MINSK, 6. Februar (BelTA) - Inna Medwedewa, Vorsitzende des Nationalen Statistikkomitees (Belstat), sprach vor Beginn einer erweiterten Vorstandssitzung der Behörde mit Journalisten über den Einsatz neuer Technologien in der Statistik.
Auf die Frage, wie Belstat derzeit Technologien der künstlichen Intelligenz in seine Arbeit integriert, antwortete Medwedewa: lediglich als zusätzliche Unterstützung.
„KI wird uns nicht ersetzen. Sie hilft bei der Datenverarbeitung, aber nicht bei den Primärdaten. Ein Chatbot für die Beantwortung technischer Fragen ist bereits im Einsatz“, sagte sie. „Wir planen, KI zur Identifizierung von Duplikaten in den staatlichen Daten einzusetzen.“
Laut Medwedewa läuft bereits ein Pilotprojekt zum Einsatz von maschinellem Lernen und großen Sprachmodellen zur Klassifizierung wirtschaftlicher Aktivitäten.
Darüber hinaus implementiert Belstat aktiv innovative Ansätze in den statistischen Produktionsprozessen. Im vergangenen Jahr wurde eine Prototyp-Smartphone-App entwickelt, die den QR-Code auf Kassenbons scannt und die Kaufdaten automatisch in elektronische Haushaltskalender einträgt. Wie Inna Medwedewa erklärte, soll im nächsten Schritt die Meinung der Öffentlichkeit zum neuen Datendarstellungsformat eingeholt werden. Basierend auf den Ergebnissen werden die Nutzer, die ihre Bereitschaft zur Nutzung bekunden, an einen elektronischen Dienst weitergeleitet.

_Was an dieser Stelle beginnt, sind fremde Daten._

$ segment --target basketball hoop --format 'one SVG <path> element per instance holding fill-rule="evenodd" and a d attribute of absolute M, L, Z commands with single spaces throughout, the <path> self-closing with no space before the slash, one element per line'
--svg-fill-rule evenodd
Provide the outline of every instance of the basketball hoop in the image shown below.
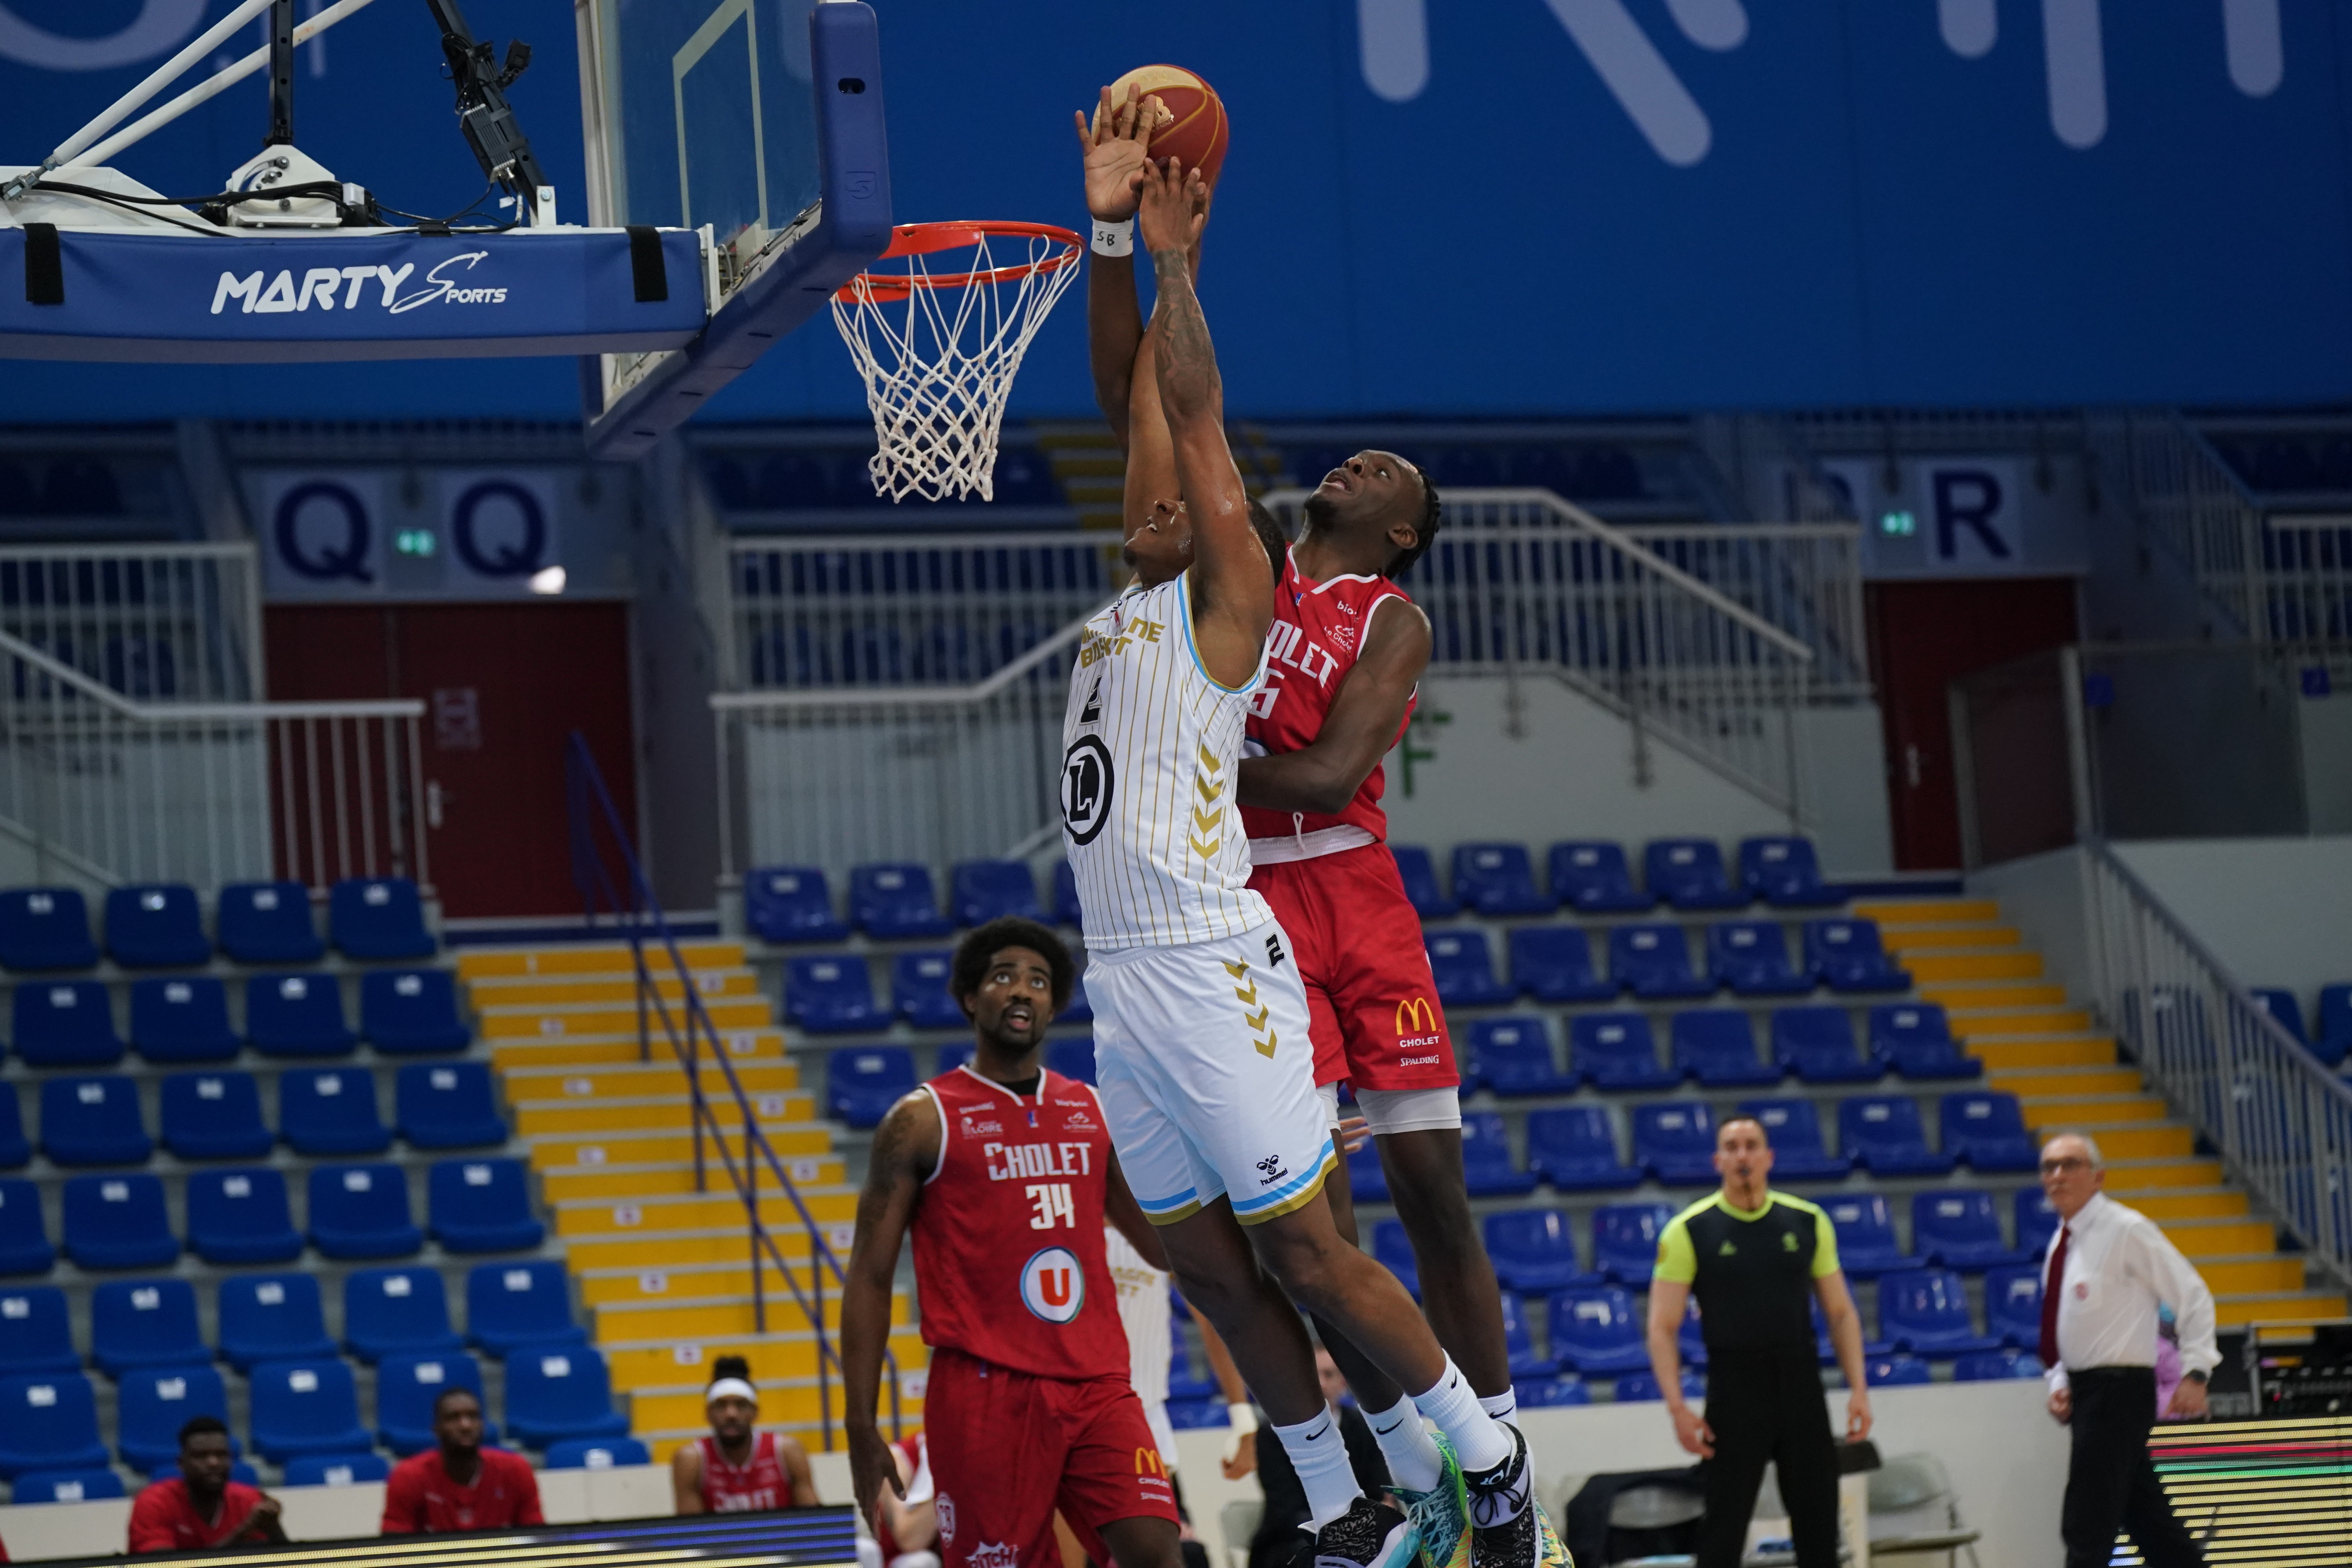
<path fill-rule="evenodd" d="M 874 493 L 992 500 L 1013 373 L 1077 277 L 1084 242 L 1042 223 L 902 224 L 893 234 L 880 259 L 905 270 L 877 266 L 833 297 L 874 411 Z M 1000 265 L 992 239 L 1018 246 L 1020 258 Z"/>

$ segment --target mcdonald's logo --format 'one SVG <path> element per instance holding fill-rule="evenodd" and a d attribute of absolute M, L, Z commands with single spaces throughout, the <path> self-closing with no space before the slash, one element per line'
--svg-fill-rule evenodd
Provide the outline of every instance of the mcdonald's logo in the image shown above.
<path fill-rule="evenodd" d="M 1139 1476 L 1164 1476 L 1168 1473 L 1168 1466 L 1160 1458 L 1159 1449 L 1138 1448 L 1135 1451 L 1135 1473 Z"/>
<path fill-rule="evenodd" d="M 1406 1026 L 1412 1026 L 1408 1028 Z M 1409 1035 L 1437 1033 L 1437 1009 L 1429 1005 L 1426 996 L 1408 996 L 1397 1004 L 1396 1034 L 1402 1040 Z"/>

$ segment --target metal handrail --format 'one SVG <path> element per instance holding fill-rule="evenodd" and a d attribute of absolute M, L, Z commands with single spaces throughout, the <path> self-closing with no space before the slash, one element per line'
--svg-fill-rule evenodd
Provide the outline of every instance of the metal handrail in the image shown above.
<path fill-rule="evenodd" d="M 1112 602 L 1104 600 L 1019 658 L 992 672 L 987 679 L 974 681 L 969 686 L 856 686 L 828 687 L 817 691 L 719 691 L 711 694 L 710 706 L 724 713 L 743 710 L 840 708 L 846 705 L 860 708 L 952 707 L 958 703 L 984 702 L 1077 641 L 1085 633 L 1087 623 L 1101 615 L 1105 606 Z"/>
<path fill-rule="evenodd" d="M 747 1240 L 751 1247 L 751 1321 L 754 1331 L 763 1334 L 768 1331 L 763 1270 L 767 1264 L 772 1263 L 816 1336 L 817 1419 L 824 1447 L 830 1450 L 833 1447 L 833 1377 L 843 1376 L 844 1370 L 840 1353 L 825 1333 L 824 1282 L 826 1274 L 830 1272 L 836 1287 L 835 1299 L 836 1301 L 843 1299 L 845 1280 L 841 1262 L 835 1257 L 833 1248 L 826 1245 L 823 1227 L 817 1224 L 816 1216 L 809 1212 L 799 1189 L 793 1184 L 775 1146 L 769 1142 L 767 1134 L 761 1130 L 751 1097 L 744 1089 L 742 1079 L 737 1076 L 735 1064 L 728 1059 L 718 1026 L 711 1021 L 709 1012 L 703 1006 L 701 994 L 695 986 L 693 971 L 686 962 L 686 955 L 678 949 L 677 933 L 663 912 L 661 900 L 655 896 L 652 884 L 646 879 L 645 869 L 639 865 L 636 852 L 630 846 L 628 833 L 622 826 L 620 812 L 613 804 L 612 792 L 605 787 L 604 773 L 597 768 L 596 759 L 588 749 L 587 738 L 577 730 L 572 732 L 565 745 L 564 794 L 572 835 L 572 878 L 580 889 L 589 923 L 592 926 L 596 923 L 601 901 L 604 911 L 609 912 L 628 941 L 630 962 L 635 970 L 637 984 L 637 1059 L 646 1062 L 653 1059 L 654 1026 L 658 1023 L 661 1033 L 669 1042 L 671 1054 L 677 1058 L 679 1067 L 686 1073 L 687 1093 L 694 1121 L 694 1190 L 698 1193 L 709 1190 L 709 1163 L 703 1153 L 707 1135 L 718 1151 L 728 1184 L 742 1200 Z M 621 854 L 628 882 L 625 902 L 604 868 L 603 856 L 597 852 L 595 829 L 600 821 Z M 682 1030 L 680 1021 L 670 1016 L 669 1004 L 661 994 L 655 982 L 653 968 L 646 960 L 646 942 L 649 933 L 669 955 L 670 967 L 677 977 L 683 1004 L 685 1017 Z M 702 1092 L 701 1057 L 705 1041 L 709 1042 L 710 1059 L 725 1076 L 728 1092 L 735 1102 L 735 1109 L 741 1114 L 743 1159 L 740 1170 L 737 1169 L 735 1156 L 727 1146 L 726 1130 L 719 1120 L 723 1108 L 714 1109 Z M 767 1222 L 761 1217 L 760 1166 L 762 1163 L 768 1167 L 777 1191 L 792 1204 L 793 1212 L 799 1215 L 801 1225 L 808 1233 L 810 1288 L 807 1290 L 802 1289 L 800 1281 L 793 1277 L 791 1266 L 784 1261 L 783 1253 L 776 1246 Z M 887 1335 L 883 1362 L 889 1377 L 890 1430 L 896 1438 L 901 1425 L 898 1362 L 897 1353 L 889 1349 Z M 845 1376 L 843 1386 L 846 1390 Z"/>

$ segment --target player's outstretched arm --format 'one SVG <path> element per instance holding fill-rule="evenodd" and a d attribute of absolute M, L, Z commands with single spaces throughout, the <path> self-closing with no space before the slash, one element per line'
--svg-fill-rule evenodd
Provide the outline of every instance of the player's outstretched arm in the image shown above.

Die Vorsitzende von Belstat erörterte zudem wichtige Ergebnisse der sektoralen Methodik, darunter die erstmalige Bewertung des Beitrags der Kreativwirtschaft zum BIP des Landes. Auf Basis der Daten für 2022/23 lag dieser Wert bei rund 5 %. Inna Medwedewa betonte, dass dieses Ergebnis die Entwicklung des Dienstleistungssektors belege und ein klares Zeichen für den Übergang zu einer wissens-, innovations- und immateriellen Wirtschaftsstruktur sei.